Project Summary Neuroinflammation, characterized by microglial activation and increased pro-inflammatory cytokine production, is evident early in Alzheimer's disease (AD) and appears to play an important role in disease progression. Signaling through TREM2 (Triggering receptor expressed on myeloid cells 2) mediates this inflammatory response through effects on microglial activation. TREM2 has also been recognized as a risk factor for AD with missense mutations in the gene being associated with increased risk of AD and elevated levels of TREM2 in the cerebrospinal fluid correlating with decreased disease severity. Excitingly, TREM2 was recently shown by members of our study team to be a druggable target by the newly designed, orally available agent, Sob-AM2. While Sob-AM2 has shown to be neuroprotective in other neurodegenerative disease models where neuroinflammation and cognitive impairment are also evident, it has not yet been developed for use in AD. The studies proposed here will begin to fill in these existing gaps in the preclinical testing of Sob- AM2. In Aim 1 we will optimize the concentration of oral Sob-AM2 needed to elicit maximum increases in TREM2 expression in the brain without evoking toxicity. Aims 2 and 3 will utilize the identified dose, determine the optimal timing of treatment initiation and assess efficacy in AD mouse models. Aim 2 will use the 5xFAD model of beta-amyloid accumulation while Aim 3 will use the PS19 model of tauopathy to investigate the effects of an early versus late start of oral Sob-AM2 treatment on the downstream effects of TREM2 activation on AD pathology as well as neurodegeneration, cognition and neuroinflammation. We will also monitor the downstream targets of thyroid hormone signaling to identify non-TREM2 related effects of Sob-AM2 as well as to ensure that there is no evidence of aberrant signaling and that peripheral off-target effects are not seen. This work will address critical questions surrounding dosage and treatment duration of the first orally active, small molecule drug to target TREM2. Given the lack of disease modifying AD therapies, Sob-AM2 is a very promising candidate drug to develop for use in AD and completion of these essential preclinical studies described in this project will greatly accelerate its eventual clinical translation.

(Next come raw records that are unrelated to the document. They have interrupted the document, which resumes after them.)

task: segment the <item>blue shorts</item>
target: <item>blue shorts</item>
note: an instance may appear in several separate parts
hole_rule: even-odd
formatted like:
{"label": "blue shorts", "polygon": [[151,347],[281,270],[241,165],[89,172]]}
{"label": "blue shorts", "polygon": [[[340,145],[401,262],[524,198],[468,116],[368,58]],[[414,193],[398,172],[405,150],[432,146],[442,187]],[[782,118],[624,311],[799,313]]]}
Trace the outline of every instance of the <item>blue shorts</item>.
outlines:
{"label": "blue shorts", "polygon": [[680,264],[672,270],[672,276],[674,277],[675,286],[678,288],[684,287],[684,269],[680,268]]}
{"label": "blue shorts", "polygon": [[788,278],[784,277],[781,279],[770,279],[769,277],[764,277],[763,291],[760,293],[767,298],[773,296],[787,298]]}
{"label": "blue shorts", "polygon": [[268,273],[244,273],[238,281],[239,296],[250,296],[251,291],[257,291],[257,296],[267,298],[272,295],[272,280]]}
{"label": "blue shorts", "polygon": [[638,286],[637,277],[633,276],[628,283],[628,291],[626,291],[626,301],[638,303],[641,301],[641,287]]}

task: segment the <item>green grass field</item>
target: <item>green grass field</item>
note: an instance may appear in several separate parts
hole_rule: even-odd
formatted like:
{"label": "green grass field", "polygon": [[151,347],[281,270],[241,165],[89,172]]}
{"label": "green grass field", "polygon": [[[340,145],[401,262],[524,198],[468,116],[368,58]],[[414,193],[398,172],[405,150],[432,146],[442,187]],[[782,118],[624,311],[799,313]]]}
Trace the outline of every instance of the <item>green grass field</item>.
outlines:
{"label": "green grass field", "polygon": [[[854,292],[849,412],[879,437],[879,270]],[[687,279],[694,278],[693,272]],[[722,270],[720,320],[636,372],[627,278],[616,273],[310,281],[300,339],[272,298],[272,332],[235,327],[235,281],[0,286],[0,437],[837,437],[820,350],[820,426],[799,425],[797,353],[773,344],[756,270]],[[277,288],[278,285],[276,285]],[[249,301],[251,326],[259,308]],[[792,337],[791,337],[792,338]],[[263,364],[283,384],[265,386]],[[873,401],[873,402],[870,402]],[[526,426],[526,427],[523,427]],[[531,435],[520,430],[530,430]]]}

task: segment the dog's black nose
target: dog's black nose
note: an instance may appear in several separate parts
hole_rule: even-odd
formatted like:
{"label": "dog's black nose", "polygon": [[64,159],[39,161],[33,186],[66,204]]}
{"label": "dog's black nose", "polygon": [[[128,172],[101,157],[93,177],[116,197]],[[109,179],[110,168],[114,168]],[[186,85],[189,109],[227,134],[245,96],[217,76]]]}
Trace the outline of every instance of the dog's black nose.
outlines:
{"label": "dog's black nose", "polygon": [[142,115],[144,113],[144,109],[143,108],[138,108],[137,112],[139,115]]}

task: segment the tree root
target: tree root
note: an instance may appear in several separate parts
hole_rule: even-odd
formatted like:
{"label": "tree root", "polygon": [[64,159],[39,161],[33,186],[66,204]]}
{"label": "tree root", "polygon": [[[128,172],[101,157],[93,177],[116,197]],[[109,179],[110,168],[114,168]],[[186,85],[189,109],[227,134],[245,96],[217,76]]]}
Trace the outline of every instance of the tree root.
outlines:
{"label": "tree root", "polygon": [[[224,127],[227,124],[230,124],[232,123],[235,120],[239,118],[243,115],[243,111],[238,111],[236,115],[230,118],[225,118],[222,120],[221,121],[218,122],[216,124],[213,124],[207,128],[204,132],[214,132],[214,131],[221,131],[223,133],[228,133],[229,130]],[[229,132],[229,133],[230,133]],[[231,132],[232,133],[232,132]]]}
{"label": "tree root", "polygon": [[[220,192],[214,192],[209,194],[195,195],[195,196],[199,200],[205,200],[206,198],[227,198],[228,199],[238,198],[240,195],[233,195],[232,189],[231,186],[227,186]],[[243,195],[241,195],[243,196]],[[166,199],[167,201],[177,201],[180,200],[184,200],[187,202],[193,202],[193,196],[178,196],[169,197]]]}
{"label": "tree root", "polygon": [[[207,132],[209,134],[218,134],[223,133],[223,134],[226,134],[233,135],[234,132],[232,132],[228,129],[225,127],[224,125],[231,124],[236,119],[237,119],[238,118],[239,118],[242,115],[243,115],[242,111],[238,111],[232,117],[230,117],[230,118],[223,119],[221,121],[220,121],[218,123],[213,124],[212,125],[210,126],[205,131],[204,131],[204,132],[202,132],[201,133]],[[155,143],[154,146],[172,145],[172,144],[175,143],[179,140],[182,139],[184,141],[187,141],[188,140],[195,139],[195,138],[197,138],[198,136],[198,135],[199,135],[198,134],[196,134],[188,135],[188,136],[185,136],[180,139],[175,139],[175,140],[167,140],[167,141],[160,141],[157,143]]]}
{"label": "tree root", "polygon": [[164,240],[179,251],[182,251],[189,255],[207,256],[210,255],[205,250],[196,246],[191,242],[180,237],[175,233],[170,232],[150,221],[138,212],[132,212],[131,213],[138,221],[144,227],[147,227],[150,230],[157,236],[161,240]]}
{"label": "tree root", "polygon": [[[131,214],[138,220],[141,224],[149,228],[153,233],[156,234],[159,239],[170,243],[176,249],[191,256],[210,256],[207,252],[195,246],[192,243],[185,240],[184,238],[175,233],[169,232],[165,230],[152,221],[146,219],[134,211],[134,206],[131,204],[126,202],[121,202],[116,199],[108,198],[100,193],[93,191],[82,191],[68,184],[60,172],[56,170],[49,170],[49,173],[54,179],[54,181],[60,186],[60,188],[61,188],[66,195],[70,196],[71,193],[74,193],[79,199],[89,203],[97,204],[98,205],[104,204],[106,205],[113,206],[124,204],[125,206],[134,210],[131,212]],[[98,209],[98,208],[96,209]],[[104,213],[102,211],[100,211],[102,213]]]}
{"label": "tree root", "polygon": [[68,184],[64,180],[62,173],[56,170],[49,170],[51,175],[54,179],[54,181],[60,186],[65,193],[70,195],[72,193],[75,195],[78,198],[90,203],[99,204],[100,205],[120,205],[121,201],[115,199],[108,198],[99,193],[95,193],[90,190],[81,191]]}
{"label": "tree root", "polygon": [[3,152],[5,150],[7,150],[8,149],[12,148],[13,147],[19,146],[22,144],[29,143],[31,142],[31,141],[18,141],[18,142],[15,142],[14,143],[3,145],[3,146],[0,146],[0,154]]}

项目摘要 神经炎症，以小胶质细胞激活和促炎细胞因子的增加为特征 生产在阿尔茨海默氏病（AD）早期很明显，并且似乎在疾病中起重要作用 进展。通过Trem2发出信号（触发受体在髓样细胞上表达2）介导了这一点 通过对小胶质激活的影响的炎症反应。 TREM2也被认为是风险 基因中具有错义突变的AD因子与AD风险增加相关并升高 脑脊液中的TREM2水平与疾病严重程度降低相关。令人兴奋的是，Trem2是 我们研究团队的成员最近显示的是新设计的，口服可用的目标 代理，SOB-AM2。虽然SOB-AM2已显示在其他神经退行性疾病中具有神经保护作用 神经炎症和认知障碍的模型也很明显，尚未开发 在AD中使用。此处提出的研究将开始填补SOB-临床前测试中的这些现有空白。 AM2。 在AIM 1中，我们将优化trem2最大增加所需的口服SOB-AM2的浓度 在大脑中的表达而无需引起毒性。目标2和3将利用确定的剂量，确定 治疗开始的最佳时机和评估AD小鼠模型中的功效。 AIM 2将使用5XFAD模型 AIM 3的β-淀粉样蛋白积累的积累将使用Tauopathy的PS19模型来研究 口服SOB-AM2治疗对AD的下游影响的早期开始与晚期开始 病理以及神经退行性，认知和神经炎症。我们还将监视 甲状腺激素信号传导的下游靶标，以识别SOB-AM2和 为了确保没有迹象表明信号传导，并且看不到外围脱靶效应。 这项工作将解决有关剂量和治疗持续时间的关键问题， 小分子药物以靶向tREM2。鉴于缺乏修饰AD疗法的疾病，SOB-AM2非常 有希望的候选药物可以开发用于AD和完成这些基本临床前研究 该项目中描述的将极大地加速其最终的临床翻译。